The Uberconomy: How Traditional Jobs Are Being Replaced By On-Demand Employment

June 10, 2015
Estimated reading time:
2 minutes

Your job is going to disappear.

It might not be today, it might not be tomorrow, it might not be for 10 years. But eventually, the job that you're in now won't exist.

Why?

Traditionally your job would disappear if it got outsourced overseas. Indian MBAs or Chinese manufacturers could do the exact same job that you did, but for less, so your employer moved your job overseas.

That still happens, and it will continue to happen.But that shouldn't be your biggest fear.

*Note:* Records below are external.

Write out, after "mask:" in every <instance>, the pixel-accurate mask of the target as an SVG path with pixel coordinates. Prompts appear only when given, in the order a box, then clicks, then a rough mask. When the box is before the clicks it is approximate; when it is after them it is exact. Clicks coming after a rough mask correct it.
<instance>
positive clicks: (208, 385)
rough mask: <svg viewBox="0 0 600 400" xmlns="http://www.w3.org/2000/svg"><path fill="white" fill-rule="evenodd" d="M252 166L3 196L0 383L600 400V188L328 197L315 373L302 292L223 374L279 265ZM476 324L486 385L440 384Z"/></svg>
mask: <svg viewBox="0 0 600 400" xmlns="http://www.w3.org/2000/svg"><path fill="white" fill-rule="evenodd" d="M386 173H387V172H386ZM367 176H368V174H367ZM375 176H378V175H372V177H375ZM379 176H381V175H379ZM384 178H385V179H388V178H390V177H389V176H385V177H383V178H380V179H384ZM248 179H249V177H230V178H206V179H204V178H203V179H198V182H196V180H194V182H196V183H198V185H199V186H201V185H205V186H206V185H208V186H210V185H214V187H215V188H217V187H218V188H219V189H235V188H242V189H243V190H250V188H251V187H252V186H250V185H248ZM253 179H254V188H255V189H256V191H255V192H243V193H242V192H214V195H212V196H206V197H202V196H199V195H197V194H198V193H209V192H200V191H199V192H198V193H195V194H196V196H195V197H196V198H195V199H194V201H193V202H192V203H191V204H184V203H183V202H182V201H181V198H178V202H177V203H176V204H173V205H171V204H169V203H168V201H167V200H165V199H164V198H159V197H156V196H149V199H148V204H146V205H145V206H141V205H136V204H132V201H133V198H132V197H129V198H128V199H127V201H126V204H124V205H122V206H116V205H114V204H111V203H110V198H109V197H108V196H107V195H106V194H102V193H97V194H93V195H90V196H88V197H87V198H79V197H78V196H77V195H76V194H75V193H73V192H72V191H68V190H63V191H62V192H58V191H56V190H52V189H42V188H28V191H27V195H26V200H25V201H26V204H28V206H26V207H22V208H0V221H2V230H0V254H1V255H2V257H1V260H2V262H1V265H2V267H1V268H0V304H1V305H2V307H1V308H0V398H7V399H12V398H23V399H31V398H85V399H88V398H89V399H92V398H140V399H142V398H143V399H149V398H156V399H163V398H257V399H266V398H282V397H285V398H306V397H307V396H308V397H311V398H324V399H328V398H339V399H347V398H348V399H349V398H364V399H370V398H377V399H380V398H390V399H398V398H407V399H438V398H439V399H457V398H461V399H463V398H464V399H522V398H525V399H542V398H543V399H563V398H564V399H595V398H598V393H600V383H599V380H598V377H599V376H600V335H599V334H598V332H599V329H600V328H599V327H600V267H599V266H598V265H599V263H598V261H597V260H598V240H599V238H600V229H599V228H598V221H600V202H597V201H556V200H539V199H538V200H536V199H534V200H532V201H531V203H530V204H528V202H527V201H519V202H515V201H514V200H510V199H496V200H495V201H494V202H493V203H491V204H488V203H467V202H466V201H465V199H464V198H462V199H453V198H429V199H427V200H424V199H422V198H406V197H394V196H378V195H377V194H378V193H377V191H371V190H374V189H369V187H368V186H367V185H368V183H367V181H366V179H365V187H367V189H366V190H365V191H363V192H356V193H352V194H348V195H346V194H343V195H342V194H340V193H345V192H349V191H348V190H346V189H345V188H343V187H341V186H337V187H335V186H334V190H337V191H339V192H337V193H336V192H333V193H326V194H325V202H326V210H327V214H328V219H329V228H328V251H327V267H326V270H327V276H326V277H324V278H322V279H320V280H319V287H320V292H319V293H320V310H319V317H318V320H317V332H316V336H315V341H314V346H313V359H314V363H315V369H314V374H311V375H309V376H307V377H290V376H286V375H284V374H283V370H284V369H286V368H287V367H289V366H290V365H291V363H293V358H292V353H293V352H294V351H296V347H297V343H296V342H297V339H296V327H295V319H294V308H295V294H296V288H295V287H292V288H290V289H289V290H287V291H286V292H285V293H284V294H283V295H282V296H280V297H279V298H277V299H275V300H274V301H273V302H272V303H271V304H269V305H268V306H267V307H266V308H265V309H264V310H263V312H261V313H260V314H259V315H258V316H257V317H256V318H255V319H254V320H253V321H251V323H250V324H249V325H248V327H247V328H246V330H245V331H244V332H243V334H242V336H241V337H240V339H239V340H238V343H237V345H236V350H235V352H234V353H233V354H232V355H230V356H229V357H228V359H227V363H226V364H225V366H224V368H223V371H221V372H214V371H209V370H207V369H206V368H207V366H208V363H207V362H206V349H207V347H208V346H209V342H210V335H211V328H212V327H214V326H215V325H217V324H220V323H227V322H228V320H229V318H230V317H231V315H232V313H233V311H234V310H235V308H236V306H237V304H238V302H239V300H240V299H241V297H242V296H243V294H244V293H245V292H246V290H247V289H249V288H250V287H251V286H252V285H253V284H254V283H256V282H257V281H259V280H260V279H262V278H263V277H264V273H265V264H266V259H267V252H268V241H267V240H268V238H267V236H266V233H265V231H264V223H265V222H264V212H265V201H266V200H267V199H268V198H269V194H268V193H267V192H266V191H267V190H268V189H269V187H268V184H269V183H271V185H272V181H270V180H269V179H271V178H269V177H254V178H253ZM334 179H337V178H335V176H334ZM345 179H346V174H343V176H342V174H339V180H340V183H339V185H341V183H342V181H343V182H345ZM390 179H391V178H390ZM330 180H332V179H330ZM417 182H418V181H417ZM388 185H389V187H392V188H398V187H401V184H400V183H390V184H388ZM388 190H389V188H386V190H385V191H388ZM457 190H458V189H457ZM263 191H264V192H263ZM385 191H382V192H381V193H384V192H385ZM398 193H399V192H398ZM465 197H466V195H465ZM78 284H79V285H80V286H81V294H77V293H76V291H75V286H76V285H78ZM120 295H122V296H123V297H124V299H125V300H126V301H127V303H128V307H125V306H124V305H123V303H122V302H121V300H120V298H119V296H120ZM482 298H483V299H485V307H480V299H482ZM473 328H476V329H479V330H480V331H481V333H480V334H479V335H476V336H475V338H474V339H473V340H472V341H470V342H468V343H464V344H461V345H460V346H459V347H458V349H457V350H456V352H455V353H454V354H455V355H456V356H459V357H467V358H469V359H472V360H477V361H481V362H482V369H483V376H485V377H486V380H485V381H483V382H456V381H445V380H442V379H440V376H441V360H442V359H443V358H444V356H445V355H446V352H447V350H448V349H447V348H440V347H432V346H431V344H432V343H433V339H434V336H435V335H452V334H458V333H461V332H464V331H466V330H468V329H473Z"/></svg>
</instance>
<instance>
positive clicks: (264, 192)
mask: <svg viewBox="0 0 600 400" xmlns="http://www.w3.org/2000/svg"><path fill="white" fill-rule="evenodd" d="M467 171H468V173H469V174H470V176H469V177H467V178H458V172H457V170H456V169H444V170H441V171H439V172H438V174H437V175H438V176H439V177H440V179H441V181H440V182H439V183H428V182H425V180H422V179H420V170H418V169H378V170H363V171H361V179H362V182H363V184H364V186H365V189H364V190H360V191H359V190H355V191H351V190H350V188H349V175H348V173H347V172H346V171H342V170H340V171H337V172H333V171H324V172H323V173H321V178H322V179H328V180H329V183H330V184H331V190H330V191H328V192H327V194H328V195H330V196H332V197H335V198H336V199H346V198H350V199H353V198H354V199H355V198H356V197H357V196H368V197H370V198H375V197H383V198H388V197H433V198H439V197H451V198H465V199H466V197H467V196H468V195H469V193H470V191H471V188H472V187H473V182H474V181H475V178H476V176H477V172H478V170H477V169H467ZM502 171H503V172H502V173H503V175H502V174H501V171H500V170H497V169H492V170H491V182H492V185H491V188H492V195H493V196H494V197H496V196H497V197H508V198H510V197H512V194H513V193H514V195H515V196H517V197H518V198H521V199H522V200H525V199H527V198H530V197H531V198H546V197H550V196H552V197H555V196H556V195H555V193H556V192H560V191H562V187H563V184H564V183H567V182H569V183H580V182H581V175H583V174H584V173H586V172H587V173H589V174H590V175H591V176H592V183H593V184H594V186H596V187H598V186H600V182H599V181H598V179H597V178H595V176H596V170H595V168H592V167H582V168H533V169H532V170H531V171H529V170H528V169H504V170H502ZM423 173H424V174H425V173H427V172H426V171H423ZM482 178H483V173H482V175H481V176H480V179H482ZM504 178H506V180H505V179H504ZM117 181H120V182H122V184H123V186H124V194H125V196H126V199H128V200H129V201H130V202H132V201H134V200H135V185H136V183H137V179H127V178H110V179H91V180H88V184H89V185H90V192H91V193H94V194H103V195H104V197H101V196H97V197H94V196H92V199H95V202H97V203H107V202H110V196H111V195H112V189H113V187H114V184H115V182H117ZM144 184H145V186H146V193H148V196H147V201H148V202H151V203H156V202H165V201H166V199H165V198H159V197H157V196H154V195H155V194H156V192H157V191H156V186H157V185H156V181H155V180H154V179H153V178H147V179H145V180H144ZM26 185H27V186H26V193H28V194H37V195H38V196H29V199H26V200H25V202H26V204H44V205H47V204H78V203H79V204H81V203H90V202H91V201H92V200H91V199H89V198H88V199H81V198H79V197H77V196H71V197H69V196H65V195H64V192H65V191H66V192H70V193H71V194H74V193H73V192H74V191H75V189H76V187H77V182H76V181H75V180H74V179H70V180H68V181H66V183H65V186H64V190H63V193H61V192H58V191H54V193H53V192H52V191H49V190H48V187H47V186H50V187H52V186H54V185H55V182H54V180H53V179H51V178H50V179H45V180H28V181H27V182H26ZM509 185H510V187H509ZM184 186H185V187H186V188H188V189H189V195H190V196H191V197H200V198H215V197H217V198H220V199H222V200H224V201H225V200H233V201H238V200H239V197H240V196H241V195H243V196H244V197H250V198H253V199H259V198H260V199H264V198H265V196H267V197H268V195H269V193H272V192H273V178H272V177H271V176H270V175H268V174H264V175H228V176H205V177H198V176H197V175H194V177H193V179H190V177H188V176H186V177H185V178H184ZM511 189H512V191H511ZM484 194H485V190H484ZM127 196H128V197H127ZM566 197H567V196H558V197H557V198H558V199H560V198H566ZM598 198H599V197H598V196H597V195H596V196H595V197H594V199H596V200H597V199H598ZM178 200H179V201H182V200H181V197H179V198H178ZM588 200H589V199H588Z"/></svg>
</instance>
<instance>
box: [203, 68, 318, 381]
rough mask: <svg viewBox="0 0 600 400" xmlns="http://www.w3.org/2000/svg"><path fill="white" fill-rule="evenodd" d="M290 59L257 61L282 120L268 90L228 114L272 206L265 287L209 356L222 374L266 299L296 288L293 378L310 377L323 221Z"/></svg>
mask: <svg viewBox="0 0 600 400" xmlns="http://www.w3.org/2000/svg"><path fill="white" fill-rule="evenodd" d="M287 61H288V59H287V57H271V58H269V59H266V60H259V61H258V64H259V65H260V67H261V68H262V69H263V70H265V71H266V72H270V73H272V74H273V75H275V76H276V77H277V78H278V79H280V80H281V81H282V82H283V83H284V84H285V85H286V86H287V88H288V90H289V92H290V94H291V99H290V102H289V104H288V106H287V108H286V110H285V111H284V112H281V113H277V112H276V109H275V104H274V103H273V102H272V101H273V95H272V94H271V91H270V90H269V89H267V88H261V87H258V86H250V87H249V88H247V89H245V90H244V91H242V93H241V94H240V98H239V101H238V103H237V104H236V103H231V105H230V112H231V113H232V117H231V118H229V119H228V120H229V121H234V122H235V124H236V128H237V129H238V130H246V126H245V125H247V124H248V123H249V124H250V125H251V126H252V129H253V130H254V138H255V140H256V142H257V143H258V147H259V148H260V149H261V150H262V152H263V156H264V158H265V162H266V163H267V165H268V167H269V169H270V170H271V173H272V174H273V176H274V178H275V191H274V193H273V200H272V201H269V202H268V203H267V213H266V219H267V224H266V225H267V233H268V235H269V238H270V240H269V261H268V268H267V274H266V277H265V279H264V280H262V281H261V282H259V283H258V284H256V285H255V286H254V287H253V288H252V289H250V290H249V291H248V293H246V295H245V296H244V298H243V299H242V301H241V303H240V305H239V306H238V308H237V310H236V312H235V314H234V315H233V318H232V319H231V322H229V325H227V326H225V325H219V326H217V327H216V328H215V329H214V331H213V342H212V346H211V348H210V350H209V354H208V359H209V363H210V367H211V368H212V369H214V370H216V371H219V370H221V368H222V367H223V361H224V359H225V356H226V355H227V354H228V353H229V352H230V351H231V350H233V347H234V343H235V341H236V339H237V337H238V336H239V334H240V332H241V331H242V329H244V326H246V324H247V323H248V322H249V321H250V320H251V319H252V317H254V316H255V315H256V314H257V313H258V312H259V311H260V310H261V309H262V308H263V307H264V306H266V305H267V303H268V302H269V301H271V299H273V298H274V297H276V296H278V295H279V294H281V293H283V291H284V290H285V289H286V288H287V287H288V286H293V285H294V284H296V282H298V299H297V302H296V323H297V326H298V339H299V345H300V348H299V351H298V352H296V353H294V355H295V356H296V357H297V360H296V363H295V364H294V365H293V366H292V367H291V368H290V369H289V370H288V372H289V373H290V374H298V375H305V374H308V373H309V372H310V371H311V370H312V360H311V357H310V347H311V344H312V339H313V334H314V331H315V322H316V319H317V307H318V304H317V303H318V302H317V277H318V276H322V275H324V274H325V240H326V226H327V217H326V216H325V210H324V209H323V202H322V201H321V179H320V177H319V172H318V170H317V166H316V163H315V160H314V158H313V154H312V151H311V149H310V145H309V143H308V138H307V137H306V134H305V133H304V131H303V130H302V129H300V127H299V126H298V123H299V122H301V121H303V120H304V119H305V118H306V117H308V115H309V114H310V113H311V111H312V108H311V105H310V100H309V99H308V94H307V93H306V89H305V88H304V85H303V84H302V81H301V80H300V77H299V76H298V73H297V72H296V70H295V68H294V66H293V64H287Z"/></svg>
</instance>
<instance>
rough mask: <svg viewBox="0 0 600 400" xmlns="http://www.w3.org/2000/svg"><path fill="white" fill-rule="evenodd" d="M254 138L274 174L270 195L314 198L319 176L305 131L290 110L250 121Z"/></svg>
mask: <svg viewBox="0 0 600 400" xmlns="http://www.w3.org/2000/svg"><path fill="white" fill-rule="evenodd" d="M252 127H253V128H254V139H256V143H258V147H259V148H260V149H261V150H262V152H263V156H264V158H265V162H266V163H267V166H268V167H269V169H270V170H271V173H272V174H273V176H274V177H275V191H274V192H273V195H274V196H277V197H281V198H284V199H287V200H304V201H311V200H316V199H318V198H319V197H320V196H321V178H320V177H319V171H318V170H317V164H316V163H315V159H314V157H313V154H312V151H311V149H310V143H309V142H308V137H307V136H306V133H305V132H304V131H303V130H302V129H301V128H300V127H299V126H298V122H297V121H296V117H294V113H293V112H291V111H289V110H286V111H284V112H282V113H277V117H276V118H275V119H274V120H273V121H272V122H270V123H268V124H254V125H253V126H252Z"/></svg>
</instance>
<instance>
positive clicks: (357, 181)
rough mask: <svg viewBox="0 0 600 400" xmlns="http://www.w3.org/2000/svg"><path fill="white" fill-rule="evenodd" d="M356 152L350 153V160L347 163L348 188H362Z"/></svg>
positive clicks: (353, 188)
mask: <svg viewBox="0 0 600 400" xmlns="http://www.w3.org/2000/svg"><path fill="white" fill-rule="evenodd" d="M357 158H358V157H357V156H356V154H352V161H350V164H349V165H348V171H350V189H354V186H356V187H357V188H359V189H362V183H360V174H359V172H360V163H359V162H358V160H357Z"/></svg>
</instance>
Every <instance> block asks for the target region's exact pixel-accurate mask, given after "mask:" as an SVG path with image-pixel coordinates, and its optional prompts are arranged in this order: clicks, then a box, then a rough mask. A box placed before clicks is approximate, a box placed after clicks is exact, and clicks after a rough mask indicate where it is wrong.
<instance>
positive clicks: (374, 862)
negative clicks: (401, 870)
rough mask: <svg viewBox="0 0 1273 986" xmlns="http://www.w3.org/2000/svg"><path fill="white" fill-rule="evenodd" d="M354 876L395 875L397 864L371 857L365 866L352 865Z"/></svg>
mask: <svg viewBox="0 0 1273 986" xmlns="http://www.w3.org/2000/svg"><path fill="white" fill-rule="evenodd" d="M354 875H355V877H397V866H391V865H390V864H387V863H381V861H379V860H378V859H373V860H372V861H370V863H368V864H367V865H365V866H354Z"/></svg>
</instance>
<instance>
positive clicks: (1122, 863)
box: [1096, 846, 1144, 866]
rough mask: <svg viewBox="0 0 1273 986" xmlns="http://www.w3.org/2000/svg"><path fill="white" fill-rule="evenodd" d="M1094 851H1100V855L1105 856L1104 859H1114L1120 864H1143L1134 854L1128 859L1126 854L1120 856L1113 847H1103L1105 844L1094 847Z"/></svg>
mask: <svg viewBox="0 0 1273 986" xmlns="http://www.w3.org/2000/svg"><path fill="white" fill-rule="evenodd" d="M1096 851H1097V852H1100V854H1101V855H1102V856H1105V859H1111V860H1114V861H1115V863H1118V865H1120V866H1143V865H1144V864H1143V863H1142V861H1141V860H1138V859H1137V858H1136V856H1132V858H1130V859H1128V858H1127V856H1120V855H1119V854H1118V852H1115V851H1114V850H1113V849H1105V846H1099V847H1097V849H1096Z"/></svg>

The worst case scenario isn't that your job just goes overseas. The worst case scenario is that your job becomes irrelevant.

If you're a black cab driver in London, that job won't be outsourced - but it will be made irrelevant by Uber. No matter how much you protest against it.

If you're a hotel manager, that job won't be outsourced - but it will be made irrelevant by AirBnB. Hotel revenue is down by 10% in some places already.

If you're a truck driver, that job won't be outsourced - but it will be made irrelevant by self-driving trucks (like this one).

And so on, and so forth. Blue collar jobs are most affected, undoubtedly, but the middle class will be gutted too. Average is over.

No longer should you seek a steady, 40 hours a week job for a company that's been around for 50 years and plans to be around for another 50. If you do, you are a fragilista in a world of rapid change, just waiting for something to happen that will make your job irrelevant.

The new model is on-demand, freelance work. It's a new model of entrepreneurship in which you are a company of one, doing five different things to earn money.

You might work 10 hours a week for Uber, rent out a spare room on AirBnB, do some freelance consulting work on the side via Freelancer.com or PeoplePerHour.com, be a runner for Instacart or Favor on the weekends and, if you want to try something a little bigger, raise money for it on Kickstarter or IndieGoGo.

Don't believe me? Uber reckons they're creating 50,000 new jobs per MONTH. Kickstarter has had almost $2bn pledged towards projects. These are not numbers that will go down. The future is the Uberconomy, and it's here to stay.

So what are you going to do about it? Moan to the government in the hope that they delay the inevitable? Or accept the reality of the situation and get to work?